Epidemiologia da hiperplasia prostática benigna

A HPB é uma doença altamente prevalente que afeta aproximadamente 50% dos homens com 65 anos ou mais. Dados mais recentes sugerem que ela   ocorra em um quarto dos homens aos 50 anos de idade, em um terço dos homens aos 60 anos e em metade dos homens aos 80 anos ou mais.

 

O único tratamento curativo para a HPB é a intervenção cirúrgica, mas uma grande parte dos pacientes pode obter alívio dos sintomas, de forma duradoura, com o tratamento clínico adequado.

Embora existam vários medicamentos disponíveis para o tratamento da HPB sintomática, essa condição freqüentemente ocorre no contexto de comorbidades comuns, relacionadas à idade, como doenças cardiovasculares, hipertensão, e disfunção erétil. Por isso, embora as diversas drogas possam apresentar eficácia semelhante, existem diferenças significativas no perfil de eventos adversos que devem ser consideradas em relação ao seu impacto nas condições mórbidas coexistentes.

 Causas

 

Os dois fatores determinantes mais conhecidos e bem estudados com relação ao desenvolvimento de HPB são a idade e os andrógenos. A HPB raramente ocorre antes dos 30 anos de idade e sua incidência aumenta acentuadamente após os 50 anos.

A presença de testículos funcionantes é uma condição necessária para o desenvolvimento da HPB. A doença não se desenvolve em homens castrados antes da puberdade mas existem publicados raros casos em homens castrados após a puberdade. Em estudos de autópsia observou-se pouca importância de variação geográfica e racial no desenvolvimento da HPB.

Novos conhecimentos sobre sua etiologia têm surgido nos últimos anos, principalmente no que se refere à hereditariedade. Alguns estudos mostram que em pacientes com HPB em fases precoces de suas vidas, a herança genética pode ter algum papel. Sandas e cols. sugeriram em 1994 uma possível herança autossômica dominante para esta patologia. Acreditamos, portanto, que a identificação e o isolamento dos genes responsáveis poderão auxiliar sobremaneira o manejo da HPB em um futuro próximo.

Fisiopatologia do “prostatismo”

 

A fisiopatologia da HPB é complexa. A próstata é constituída por três tipos fundamentais de tecidos: o epitelial, que  constitui os ácinos prostáticos; o muscular liso, cujas fibras penetram no interior da glândula e participam do mecanismo de esvaziamento acinar; e o estroma conjuntivo, que dá suporte a toda a estrutura do órgão. Ao redor da quinta década, as glândulas periuretrais, assim como o estroma que as envolve, sofrem um processo de hiperplasia, acompanhado por hipertrofia das fibras musculares.

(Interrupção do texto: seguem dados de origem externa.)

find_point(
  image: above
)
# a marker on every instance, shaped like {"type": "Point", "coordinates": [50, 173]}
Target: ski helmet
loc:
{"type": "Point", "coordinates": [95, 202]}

Esses processos levam a um aumento do volume da glândula, acarretando constrição da luz uretral e resultando em alterações compensatórias da função vesical e obstrução à passagem de urina. A síndrome da HPB é caracterizada, portanto, por um conjunto de sintomas decorrentes das alterações histológicas citadas. Admite-se hoje que os sintomas sejam causados pelo aumento global do volume da glândula resultante principalmente dos processos de hiperplasia dos ácinos e do estroma. O aumento da atividade dos receptores alfa-adrenérgicos presentes nas fibras musculares hipertrofiadas que se encontram no interior da glândula, da uretra prostática e do colo vesical também tem sido implicado na sintomatologia do prostatismo.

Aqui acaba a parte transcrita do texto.